One by one he dismissed the possibilities, concluding that: "The only option left is to require all risks to be pooled - helping those on low incomes to pay the cost by charging more to those on high incomes." As he himself went on: "We all pay into a common fund through our taxes an amount unrelated to our state of health but related to our income."

No wonder Ann Widdecombe, a woman to whom barefaced lying does not come easily, became suffused with misdirected rage yesterday, when questioned too closely on the contradiction.

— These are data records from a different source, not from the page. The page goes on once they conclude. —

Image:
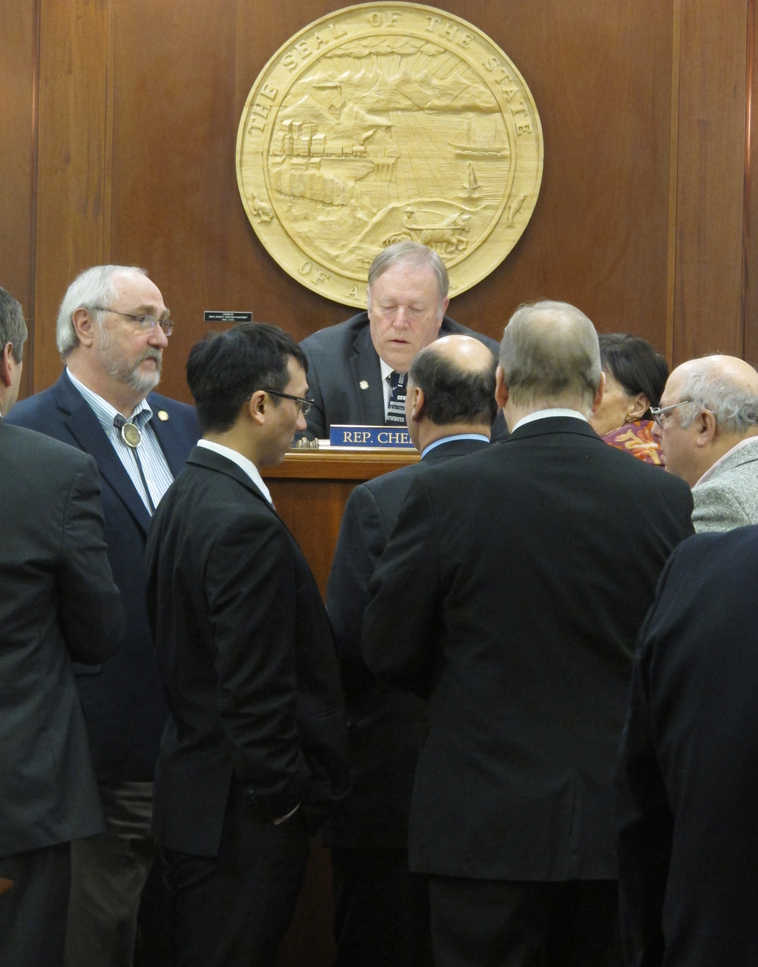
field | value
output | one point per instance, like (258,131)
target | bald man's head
(456,375)
(709,405)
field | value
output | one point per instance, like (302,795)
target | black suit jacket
(688,778)
(386,726)
(58,603)
(511,591)
(246,655)
(344,375)
(122,700)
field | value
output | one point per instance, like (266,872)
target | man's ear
(417,403)
(597,399)
(7,361)
(638,406)
(256,406)
(84,325)
(501,390)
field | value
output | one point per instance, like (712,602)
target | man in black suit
(58,604)
(511,591)
(255,737)
(351,365)
(688,778)
(112,330)
(381,909)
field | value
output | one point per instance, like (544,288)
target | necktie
(130,434)
(396,404)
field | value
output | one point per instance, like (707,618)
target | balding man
(381,910)
(112,331)
(357,369)
(499,594)
(708,426)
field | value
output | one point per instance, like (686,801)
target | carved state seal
(381,122)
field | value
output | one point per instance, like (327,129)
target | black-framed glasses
(303,405)
(659,412)
(143,321)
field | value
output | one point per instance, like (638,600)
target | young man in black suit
(112,330)
(255,737)
(381,910)
(58,604)
(688,779)
(511,591)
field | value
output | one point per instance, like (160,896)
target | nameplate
(382,437)
(223,315)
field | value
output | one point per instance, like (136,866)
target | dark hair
(12,325)
(635,364)
(226,368)
(453,394)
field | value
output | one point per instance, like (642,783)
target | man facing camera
(113,329)
(382,913)
(58,604)
(357,370)
(255,738)
(708,427)
(498,596)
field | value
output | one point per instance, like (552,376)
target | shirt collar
(105,411)
(455,436)
(243,463)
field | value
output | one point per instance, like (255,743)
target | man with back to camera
(113,327)
(382,912)
(357,369)
(688,772)
(511,592)
(59,604)
(708,427)
(255,736)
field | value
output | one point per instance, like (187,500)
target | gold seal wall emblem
(381,122)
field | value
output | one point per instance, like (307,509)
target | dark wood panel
(73,176)
(708,308)
(18,81)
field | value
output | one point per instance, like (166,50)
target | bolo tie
(132,437)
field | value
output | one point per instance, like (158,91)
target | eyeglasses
(143,321)
(302,404)
(659,412)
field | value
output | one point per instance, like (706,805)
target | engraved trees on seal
(385,139)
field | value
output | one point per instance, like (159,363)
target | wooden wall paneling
(74,158)
(708,283)
(18,83)
(750,239)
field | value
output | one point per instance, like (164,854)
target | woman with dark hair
(635,375)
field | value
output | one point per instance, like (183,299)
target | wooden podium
(310,489)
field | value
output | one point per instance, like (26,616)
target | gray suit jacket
(729,497)
(58,604)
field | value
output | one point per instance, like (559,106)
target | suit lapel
(365,368)
(174,445)
(85,429)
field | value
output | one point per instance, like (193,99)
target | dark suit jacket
(58,603)
(512,590)
(246,655)
(122,700)
(386,727)
(688,779)
(340,359)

We have, of course, been down this road before. Many Tories are impenitent about their past. They feel that they have no need to wear hair shirts or to flail themselves with scourges for the sins of the Thatcher era. Like the Labour left in 1979, their strong view is that it was an insufficiency of radicalism, not an excess, that lost them the last election. And they certainly know better than all the focus groups in the world what the voters really want. After all, did not the polls consistently show opposition to privatisation and trade union reform? And did the Tories not win election after election subsequently? It was weedy Majorism that squandered the Thatcher patrimony.

This is, in many ways, an attractive argument. For 15 years it was Labour that struggled to be free of its past, beginning with its volte-face on council house sales and continuing with Neil Kinnock's battle with Militant, concessions over unilateral nuclear disarmament, the closed shop and privatisation.

In the 10th year of Thatcher's premiership, 1989, the fall of the Berlin Wall seemed to set its seal on the ascendancy of the free-market right. Maggie and Ronnie had brought about the end of history; all that remained was for the revolution to be consolidated. In 1994, the Congressional landslide victory of Newt Gingrich and the US Republicans suggested a next, exciting stage for the anti-state right.

But it is the utter political defeat of that contract with America which leaves Mr Hague with his current problem. There turned out to be no great voter desire for further right-wing radicalism. The focus groups are all telling William to get into the centre ground and scrap with Mr Blair there; there is to be no more "rolling back". Which means that the Tories have to show, as the Fifties Conservatives did, that they are every bit as committed to public provision as Labour are.

That's why Debbie and Chris, their wholesome election broadcast couple (just like a couple in a sex-education video, except without the sex), are always going on about postponed hip operations, not high taxes.

Fine. I agree with Hague that, for the time being, radical anti-statism has no appeal. But he is hampered by two factors. The first is that, whatever the Tories (too few of whom used public education) may choose to believe, their stewardship of some of the public services was a disaster (a real one, not a "perceived" one).

After nearly 20 years of Tory custodianship, Britain is beaten only by Poland and Ireland for levels of illiteracy and innumeracy. It will take some time for this malign legacy to be dissipated. As yet, there has been no admission of guilt.

The second is that the most obvious symbol of the bad old Tory past from which any party might wish to be free, is probably its hostility towards Europe. Whatever the polls may seem to say, if Mr Hague had wanted to signal a real change of heart to the electorate, he would have begun to embrace Europe, not continued to disparage it. Then he could have had a productive, bloody battle with the Tebbits and other ghosts of Conservatism's past, eventually win, and be master in his own house. And being Clarkey over Europe might then have allowed him to be a bit more Widdecombing over funding. He flunked it.

Even so, it is clear that Majorism, not Thatcherism, is the destiny of the party. It is to become, once again, the party of volunteers and bourgeoisie oblige, the Women's Institute and garden shows. But not, I think, of government. They'll be free of that.